I am dealing with an enormous dataframe with multiple date columns. Here is a sample:
import pandas as pd
import numpy as np
rng = pd.date_range('2015-02-24', periods=3)
rng2 = pd.date_range('2015-02-25', periods=3)

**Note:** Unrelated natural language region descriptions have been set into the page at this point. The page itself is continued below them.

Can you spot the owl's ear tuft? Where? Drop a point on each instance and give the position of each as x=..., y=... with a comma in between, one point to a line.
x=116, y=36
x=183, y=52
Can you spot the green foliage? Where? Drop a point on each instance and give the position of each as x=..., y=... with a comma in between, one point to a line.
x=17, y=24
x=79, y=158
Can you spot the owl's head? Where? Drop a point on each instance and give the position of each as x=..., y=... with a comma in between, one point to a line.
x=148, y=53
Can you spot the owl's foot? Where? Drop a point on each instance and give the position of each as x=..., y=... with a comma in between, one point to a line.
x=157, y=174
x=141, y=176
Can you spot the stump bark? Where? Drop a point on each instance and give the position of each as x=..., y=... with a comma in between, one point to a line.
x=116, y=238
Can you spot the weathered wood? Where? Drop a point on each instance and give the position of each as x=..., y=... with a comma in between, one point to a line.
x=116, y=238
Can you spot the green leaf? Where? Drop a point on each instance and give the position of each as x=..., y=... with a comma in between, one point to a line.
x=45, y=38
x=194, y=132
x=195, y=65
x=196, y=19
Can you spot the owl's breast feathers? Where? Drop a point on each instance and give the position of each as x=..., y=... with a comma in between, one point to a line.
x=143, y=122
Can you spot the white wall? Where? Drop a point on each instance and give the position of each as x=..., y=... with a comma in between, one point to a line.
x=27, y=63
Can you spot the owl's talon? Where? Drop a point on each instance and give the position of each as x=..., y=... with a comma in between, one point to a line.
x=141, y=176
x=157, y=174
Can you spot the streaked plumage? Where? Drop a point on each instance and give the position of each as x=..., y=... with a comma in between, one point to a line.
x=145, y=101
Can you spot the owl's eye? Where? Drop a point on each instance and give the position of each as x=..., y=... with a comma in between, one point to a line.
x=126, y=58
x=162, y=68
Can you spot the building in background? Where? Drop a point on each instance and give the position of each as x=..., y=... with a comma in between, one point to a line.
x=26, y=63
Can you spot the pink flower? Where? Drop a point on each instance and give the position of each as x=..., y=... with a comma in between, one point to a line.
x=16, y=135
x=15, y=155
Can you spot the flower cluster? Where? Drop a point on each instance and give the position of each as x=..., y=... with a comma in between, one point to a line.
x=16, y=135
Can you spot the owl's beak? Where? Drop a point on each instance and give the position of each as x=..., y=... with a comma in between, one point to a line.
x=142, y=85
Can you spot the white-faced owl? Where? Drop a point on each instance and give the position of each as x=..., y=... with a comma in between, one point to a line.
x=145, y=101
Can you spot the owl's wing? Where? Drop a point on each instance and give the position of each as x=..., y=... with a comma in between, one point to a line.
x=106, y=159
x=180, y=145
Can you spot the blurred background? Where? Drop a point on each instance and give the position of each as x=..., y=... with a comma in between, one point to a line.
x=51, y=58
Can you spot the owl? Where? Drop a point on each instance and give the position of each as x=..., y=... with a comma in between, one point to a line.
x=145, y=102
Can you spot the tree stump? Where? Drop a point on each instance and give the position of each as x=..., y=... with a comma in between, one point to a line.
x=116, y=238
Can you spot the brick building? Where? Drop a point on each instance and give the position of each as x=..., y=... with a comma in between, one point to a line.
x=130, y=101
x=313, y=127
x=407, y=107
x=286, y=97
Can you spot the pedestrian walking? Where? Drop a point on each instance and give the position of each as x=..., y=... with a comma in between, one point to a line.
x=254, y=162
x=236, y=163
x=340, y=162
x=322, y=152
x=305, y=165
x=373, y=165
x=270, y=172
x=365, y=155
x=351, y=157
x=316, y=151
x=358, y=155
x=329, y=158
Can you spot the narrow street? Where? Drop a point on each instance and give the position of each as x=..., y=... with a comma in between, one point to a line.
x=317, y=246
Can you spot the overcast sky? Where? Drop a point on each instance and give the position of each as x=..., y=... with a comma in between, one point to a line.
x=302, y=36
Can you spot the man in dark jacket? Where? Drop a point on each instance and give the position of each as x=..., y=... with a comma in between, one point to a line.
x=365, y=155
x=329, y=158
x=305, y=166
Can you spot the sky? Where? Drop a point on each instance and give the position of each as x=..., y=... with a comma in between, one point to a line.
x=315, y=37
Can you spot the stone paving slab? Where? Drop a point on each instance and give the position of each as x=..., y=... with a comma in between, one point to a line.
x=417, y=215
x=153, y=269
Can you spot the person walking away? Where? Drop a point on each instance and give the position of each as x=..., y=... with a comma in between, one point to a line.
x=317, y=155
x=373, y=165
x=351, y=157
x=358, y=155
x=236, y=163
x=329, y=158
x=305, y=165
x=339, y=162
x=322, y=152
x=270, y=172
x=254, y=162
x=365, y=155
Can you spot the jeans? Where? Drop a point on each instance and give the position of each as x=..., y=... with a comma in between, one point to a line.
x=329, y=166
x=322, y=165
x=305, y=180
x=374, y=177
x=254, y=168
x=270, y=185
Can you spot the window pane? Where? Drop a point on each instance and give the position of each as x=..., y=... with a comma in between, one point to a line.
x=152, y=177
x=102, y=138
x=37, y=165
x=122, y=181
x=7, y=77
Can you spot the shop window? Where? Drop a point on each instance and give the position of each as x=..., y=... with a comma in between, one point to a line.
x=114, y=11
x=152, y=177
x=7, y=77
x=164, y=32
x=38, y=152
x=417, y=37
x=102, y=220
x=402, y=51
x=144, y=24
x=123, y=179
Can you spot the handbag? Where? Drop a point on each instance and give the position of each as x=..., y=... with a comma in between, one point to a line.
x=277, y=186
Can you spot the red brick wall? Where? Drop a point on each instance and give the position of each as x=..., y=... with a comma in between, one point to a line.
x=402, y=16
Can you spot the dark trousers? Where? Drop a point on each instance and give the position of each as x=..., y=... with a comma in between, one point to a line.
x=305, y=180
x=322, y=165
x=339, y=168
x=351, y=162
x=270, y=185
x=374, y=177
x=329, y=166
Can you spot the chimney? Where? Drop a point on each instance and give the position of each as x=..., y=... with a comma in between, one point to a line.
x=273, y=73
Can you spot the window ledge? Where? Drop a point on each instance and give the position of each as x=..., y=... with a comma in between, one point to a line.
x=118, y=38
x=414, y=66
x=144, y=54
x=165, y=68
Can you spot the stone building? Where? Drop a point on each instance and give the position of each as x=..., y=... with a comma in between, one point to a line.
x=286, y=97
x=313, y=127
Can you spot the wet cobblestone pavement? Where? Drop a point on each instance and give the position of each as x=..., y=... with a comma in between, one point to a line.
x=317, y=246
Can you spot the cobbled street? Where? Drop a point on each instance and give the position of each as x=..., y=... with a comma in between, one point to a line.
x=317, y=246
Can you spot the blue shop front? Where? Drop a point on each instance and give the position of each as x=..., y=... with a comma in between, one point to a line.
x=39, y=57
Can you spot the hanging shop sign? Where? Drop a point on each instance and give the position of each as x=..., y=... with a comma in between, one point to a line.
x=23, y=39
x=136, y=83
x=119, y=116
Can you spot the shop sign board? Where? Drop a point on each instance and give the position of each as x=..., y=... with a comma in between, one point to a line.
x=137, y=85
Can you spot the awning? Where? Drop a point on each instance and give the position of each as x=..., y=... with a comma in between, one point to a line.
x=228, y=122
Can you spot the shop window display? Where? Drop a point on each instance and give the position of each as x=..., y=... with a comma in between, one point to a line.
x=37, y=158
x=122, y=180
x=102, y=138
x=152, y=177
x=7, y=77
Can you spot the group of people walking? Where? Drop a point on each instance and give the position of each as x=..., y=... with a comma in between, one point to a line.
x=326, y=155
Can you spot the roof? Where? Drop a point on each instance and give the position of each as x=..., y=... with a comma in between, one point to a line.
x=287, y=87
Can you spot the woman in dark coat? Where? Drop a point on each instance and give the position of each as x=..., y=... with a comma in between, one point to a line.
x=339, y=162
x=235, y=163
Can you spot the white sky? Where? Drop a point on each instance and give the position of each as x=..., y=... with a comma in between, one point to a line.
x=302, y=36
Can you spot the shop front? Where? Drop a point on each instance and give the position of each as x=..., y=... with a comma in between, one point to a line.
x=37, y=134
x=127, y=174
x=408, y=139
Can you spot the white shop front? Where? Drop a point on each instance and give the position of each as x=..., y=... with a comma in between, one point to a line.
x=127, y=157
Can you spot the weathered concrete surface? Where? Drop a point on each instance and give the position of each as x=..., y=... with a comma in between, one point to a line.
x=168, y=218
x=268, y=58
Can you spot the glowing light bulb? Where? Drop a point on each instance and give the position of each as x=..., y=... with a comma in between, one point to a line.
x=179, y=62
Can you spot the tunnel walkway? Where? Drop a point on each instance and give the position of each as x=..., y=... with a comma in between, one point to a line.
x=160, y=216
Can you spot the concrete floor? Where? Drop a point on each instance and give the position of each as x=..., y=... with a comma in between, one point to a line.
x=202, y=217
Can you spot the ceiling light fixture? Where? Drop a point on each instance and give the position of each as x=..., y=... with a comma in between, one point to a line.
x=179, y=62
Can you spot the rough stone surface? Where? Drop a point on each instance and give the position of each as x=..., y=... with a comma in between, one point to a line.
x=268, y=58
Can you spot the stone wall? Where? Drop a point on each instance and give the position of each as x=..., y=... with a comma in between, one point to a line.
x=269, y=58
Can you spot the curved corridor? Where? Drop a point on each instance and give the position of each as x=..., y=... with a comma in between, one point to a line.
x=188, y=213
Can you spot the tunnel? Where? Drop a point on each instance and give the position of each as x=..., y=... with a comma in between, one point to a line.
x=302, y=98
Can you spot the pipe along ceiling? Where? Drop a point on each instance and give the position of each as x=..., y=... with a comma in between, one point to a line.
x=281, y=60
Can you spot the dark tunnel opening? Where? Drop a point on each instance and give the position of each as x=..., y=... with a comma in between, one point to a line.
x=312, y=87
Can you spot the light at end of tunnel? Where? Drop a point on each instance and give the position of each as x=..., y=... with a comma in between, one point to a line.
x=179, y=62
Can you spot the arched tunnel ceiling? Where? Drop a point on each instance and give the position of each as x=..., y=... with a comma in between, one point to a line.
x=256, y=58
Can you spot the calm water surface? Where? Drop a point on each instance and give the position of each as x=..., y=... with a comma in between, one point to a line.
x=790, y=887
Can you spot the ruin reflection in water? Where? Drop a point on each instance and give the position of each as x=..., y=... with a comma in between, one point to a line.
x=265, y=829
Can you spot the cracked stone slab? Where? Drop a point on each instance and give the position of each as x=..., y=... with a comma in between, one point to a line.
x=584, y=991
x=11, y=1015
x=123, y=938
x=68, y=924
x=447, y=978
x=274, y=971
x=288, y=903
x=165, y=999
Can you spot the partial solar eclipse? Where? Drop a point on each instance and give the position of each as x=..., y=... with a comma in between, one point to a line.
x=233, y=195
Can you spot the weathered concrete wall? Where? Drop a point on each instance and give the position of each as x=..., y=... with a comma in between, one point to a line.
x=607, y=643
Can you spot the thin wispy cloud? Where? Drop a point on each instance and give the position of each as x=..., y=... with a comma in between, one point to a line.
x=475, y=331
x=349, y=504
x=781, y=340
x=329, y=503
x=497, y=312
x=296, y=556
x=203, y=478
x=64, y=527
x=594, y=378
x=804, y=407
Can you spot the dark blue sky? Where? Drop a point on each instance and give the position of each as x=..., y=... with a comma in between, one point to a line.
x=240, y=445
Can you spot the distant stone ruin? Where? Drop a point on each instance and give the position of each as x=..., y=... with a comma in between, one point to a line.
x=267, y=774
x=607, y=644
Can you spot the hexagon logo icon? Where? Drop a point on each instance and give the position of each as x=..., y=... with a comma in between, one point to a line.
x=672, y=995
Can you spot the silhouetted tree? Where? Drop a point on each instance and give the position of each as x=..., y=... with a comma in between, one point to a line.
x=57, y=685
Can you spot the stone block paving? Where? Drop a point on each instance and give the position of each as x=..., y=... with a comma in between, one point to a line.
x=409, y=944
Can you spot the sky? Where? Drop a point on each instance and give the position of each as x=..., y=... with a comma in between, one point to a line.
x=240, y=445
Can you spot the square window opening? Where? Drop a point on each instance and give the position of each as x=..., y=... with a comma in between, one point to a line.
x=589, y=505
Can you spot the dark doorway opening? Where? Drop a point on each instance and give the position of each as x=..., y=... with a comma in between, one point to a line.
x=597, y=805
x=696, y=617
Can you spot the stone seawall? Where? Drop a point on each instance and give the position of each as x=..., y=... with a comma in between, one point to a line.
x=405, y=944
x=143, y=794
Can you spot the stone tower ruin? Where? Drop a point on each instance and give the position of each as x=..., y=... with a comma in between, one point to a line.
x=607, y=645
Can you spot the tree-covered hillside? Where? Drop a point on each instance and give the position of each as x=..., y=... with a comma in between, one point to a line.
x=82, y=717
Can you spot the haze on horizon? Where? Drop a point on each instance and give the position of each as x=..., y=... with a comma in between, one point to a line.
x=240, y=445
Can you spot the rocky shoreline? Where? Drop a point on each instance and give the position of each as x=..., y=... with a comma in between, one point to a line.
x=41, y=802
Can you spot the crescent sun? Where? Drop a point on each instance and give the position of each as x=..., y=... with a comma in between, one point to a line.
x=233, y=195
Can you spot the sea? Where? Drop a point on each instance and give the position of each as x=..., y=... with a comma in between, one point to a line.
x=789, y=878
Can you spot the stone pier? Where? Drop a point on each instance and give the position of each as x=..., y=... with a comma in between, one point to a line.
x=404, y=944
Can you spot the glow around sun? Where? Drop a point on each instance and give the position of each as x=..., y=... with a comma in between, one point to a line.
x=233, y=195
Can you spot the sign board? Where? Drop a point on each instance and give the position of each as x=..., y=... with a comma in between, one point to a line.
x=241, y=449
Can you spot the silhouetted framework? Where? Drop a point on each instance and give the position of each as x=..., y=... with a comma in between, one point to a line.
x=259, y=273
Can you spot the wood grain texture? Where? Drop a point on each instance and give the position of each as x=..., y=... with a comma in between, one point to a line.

df = pd.DataFrame({ 'Arrive': rng, 'Dept': rng2, 'Val' : np.random.randn(len(rng))})
print(df)
Arrive Dept Val
0 2015-02-24 2015-02-25 -1.576528
1 2015-02-25 2015-02-26 0.803651
2 2015-02-26 2015-02-27 0.166160
Now I duplicate the rows twice using this:
dupli_df = pd.concat([df]*3, ignore_index=True)
print(dupli_df)
Arrive Dept Val
0 2015-02-24 2015-02-25 -1.576528
1 2015-02-25 2015-02-26 0.803651
2 2015-02-26 2015-02-27 0.166160
3 2015-02-24 2015-02-25 -1.576528
4 2015-02-25 2015-02-26 0.803651
5 2015-02-26 2015-02-27 0.166160
6 2015-02-24 2015-02-25 -1.576528
7 2015-02-25 2015-02-26 0.803651
8 2015-02-26 2015-02-27 0.166160
what I am trying to do is to add one day to both df['Arrive'] and df['Dept'] for one of the duplicated rows and subtract one day from both columns for the other duplicated row. So basically, I am trying to get a dataframe like this:
Arrive Dept Val
0 2015-02-24 2015-02-25 -1.576528
1 2015-02-25 2015-02-26 0.803651
2 2015-02-26 2015-02-27 0.166160
3 2015-02-25 2015-02-26 -1.576528
4 2015-02-26 2015-02-27 0.803651
5 2015-02-27 2015-02-28 0.166160
6 2015-02-23 2015-02-24 -1.576528
7 2015-02-24 2015-02-25 0.803651
8 2015-02-25 2015-02-26 0.166160
I was thinking to create two separate dataframes and concat them together, but I am not sure if this is the most efficient way.
Thanks in advance for any suggestions.